The language of an alien species who can communicate telepathically will not have the first level of signs
It seems highly unlikely to me, if not outright impossible, that an alien species can ignore the literal meanings of their expressions, and focus only on the allegorically conveyed concepts. The Tamarians do use the literal meanings of Darmok and ocean to figure out which story is referenced. So, it would seem terribly wasteful not to use the literal meanings to communicate.
But the example does suggest an interesting possibility: that an alien language may lack a level that human languages have. The language of an alien species who can communicate telepathically, for example, will not have the first level of signs. Aliens who have the cognitive capacity to remember an infinite number of signs (eg, a name) – each standing for a distinct meaning – would have no use for the second level of structure. Human languages, by contrast, have a structure because, despite our limited memory and cognitive abilities, it helps us create infinitely many sentences using finite elements.

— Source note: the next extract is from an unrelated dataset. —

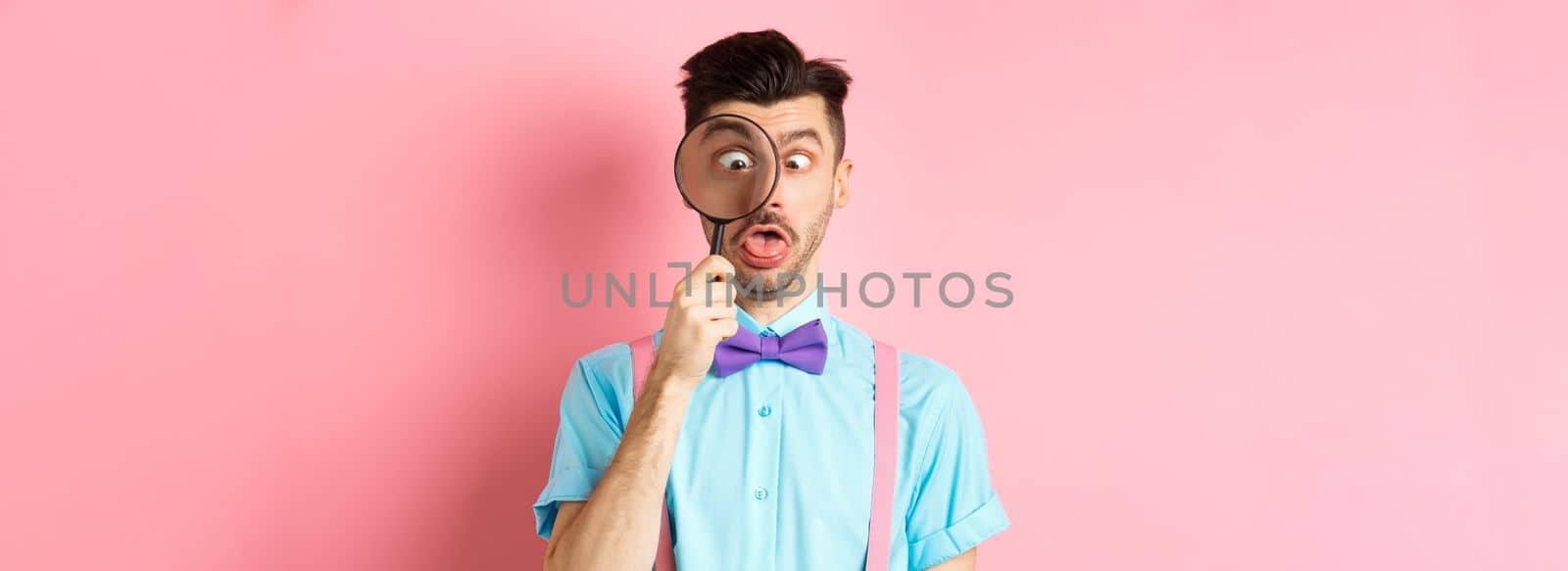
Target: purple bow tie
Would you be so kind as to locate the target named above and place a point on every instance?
(805, 349)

An extraterrestrial language that lacks the third, semantic level would be particularly alien: one whose elements are not ‘about’ anything. Its words do not refer to objects nor are its sentences true or false descriptions of the world. Creatures that use such a language would be causal mechanisms that hook up with the world by way of environmental inputs – eg, smell, temperature or radiation – to produce resultant outputs. ‘Communication’ between such creatures may be a series of causal transactions: a stimulus from one causing a response in another, much like how hormones work in our bodies.
This should remind us of the interaction between machines, which is also causal in nature: the computer on which you are reading this article interacted causally with the Aeon server to bring this article to your screen. But does this interaction amount to linguistic communication? Is a language that lacks semantics even a language? It is difficult to give a simple answer to this. But these are the sort of questions that we should expect to encounter when meditating on alien modes of communication. We expect an encounter with aliens to challenge our conception of what it is to have a body, what it is to be conscious, what it is to be a living creature, and what it means to behave intelligently. So, in thinking about alien modes of communication, shouldn’t we be exploring possible languages that are very different from our own – so much so that they challenge our very conception of what a language is?

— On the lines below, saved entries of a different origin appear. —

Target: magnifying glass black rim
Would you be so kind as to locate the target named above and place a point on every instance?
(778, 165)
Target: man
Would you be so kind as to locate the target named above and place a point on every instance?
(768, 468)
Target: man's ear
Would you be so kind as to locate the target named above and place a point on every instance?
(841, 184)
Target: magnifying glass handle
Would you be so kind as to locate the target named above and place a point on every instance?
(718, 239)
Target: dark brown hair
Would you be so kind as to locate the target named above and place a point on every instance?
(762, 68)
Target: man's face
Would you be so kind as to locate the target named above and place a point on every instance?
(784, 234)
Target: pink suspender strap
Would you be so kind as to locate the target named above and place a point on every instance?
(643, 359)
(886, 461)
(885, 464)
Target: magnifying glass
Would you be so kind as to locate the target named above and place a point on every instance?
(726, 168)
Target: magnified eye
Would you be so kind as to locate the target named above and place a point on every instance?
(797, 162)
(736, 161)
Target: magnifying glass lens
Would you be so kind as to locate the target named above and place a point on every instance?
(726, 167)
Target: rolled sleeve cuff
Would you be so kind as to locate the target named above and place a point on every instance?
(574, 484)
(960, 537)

Alien modes of communication may also have additional levels, ones that we cannot yet foresee. Perhaps there is an affective level that can encode how exactly one feels – say, the nature and intensity of one’s pain. Or a phenomenal level that can encode qualitative experiences, such as an apple’s redness. Growing out of our anthropocentric bubble to explore how aliens might communicate will equip us better for a potential first contact scenario. But it will also make us more reflective about, and potentially improve, one of the greatest assets that our species possesses: language.